First Insight doesn’t just help products succeed upon entry to the market; it also helps retailers maximize their performance by setting the right price to begin with. Shea says the pricing solution helps retailers typically increase their sales or margins by as much as 9 percent. Vera Bradley uses it to bring new products to market and gauge the interest in new styles and patterns for existing products.
“It has given us a greater understanding of demand and price sensitivities resulting in a more optimized assortment and pricing strategy,” Scheele says. “It’s very useful as a tool to test new styles prior to introduction.”
Setting the right price at entry
First Insight engages consumers through “gamification” (turning surveys into games). The system shows users product close-ups, price points and other factors, then uses games to gauge customer interest. In most cases, consumers are engaged through e-mail, social media or the retailer’s website. In some instances, there are incentives to respond.
“We are enabling the retailer or manufacturer to engage their own customers online so we can get the insight,” Shea says. “They are typically grouped 20 to 30 [products] at a time and we can get the data in 48 to 72 hours.”
Shea says retailers can also “drill down” into the data to gain more insight and can tag items to later use the data to gauge preliminary interest on certain products at certain price points.

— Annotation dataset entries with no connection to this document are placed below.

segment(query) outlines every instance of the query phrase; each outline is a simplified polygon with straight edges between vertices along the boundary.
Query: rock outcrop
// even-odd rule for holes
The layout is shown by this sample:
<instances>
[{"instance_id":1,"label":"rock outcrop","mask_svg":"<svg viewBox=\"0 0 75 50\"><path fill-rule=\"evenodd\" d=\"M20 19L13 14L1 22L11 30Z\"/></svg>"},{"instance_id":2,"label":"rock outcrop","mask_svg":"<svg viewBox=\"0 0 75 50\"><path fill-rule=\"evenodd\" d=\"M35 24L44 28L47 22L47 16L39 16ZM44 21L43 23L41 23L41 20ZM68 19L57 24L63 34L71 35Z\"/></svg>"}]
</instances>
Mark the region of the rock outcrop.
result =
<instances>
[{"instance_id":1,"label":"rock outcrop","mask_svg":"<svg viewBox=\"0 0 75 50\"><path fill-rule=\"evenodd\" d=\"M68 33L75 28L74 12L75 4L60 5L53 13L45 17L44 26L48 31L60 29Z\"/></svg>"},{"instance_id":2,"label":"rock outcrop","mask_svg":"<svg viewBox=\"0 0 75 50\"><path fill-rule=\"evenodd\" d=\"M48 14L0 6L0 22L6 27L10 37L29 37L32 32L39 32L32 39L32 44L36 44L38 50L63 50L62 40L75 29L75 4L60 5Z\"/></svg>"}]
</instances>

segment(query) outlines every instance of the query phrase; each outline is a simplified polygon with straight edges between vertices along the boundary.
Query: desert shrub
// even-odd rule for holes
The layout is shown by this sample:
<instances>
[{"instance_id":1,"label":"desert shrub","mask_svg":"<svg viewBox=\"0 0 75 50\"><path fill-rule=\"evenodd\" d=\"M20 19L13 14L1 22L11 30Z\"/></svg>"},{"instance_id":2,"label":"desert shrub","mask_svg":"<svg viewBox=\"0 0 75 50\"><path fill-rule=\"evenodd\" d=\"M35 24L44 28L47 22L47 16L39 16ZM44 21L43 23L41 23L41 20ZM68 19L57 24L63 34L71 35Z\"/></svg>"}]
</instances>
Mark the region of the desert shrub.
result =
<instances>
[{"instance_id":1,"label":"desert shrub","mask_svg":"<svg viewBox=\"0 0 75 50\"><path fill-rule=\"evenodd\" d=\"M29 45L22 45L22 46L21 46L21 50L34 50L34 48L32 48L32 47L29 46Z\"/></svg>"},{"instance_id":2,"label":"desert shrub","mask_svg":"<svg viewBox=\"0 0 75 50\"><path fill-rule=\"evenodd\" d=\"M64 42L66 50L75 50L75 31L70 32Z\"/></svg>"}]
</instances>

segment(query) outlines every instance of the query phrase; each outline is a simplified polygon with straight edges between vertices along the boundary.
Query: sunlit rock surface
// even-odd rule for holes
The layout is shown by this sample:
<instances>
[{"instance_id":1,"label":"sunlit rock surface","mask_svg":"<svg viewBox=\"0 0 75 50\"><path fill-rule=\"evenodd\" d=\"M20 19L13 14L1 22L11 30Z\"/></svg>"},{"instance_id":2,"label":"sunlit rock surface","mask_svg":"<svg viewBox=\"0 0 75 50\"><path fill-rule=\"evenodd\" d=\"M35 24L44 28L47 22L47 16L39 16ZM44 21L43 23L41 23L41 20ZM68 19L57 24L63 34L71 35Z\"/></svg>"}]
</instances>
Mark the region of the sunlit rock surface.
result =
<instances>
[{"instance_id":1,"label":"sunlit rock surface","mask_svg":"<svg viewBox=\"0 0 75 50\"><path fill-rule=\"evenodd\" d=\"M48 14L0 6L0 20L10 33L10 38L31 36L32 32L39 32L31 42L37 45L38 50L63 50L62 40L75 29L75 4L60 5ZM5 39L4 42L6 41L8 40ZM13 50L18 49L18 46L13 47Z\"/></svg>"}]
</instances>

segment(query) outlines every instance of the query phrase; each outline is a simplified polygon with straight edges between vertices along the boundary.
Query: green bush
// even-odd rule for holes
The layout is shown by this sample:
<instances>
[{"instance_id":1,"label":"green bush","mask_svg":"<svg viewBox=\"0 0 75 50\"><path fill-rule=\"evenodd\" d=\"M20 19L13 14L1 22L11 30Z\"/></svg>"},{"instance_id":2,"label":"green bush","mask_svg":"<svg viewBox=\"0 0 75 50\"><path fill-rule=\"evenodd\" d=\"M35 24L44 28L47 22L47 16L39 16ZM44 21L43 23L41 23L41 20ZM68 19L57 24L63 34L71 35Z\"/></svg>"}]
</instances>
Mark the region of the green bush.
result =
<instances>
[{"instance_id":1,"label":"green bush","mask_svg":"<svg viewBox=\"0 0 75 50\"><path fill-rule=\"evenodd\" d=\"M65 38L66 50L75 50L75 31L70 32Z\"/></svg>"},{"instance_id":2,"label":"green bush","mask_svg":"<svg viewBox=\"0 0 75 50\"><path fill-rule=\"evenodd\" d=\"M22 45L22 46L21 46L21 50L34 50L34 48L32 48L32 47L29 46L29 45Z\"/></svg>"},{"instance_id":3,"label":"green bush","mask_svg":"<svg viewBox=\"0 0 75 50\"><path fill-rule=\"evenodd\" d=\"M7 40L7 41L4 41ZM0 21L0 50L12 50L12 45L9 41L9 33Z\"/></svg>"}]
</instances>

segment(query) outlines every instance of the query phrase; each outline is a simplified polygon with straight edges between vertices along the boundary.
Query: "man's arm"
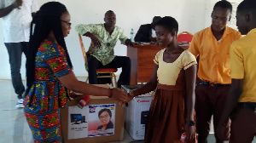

A fashion retailer might learn that red dresses in the $55-$60 price range are big sellers at certain locations, then try to introduce new similar products or find a way to boost margin.
“You can really drill down with the data to see what products people want, where they want it geographically and demographically and what prices they’re willing to pay,” Shea says. “All the data is essentially real-time.” First Insight says it’s a fast and relevant way to “connect with and think like your customer,” and also offers the ability to capture additional customers.
First Insight also works directly with brands and manufacturers. Shea says this is critical, as decisions at that level often need to be made up to 18 months before items hit the shelves, whereas retailers generally make buy commitments six to 12 months before products are in stores.
A number of prominent retailers and manufacturers use First Insight’s solutions, including The Limited, Saks Fifth Avenue and Avon; David’s Bridal was able to improve its forecast accuracy by more than 20 percent through First Insight’s predictive analytics solution.
Scheele says the cloud-based tool has allowed Vera Bradley to create deeper customer relationships, maintain brand awareness and build loyalty by continuing to deliver the products and prices that their customers want. It also uses the tool to research new categories like baby items, jewelry and drinkware. Benchmarking existing categories has also helped it avoid reductions in unit sales based upon pricing that is above what the market values.
“It allows us to gain fan insights on desired products and the perceived value and price sensitivities of future offerings,” says Scheele. “It has really given us a tool to test new styles prior to market introduction.”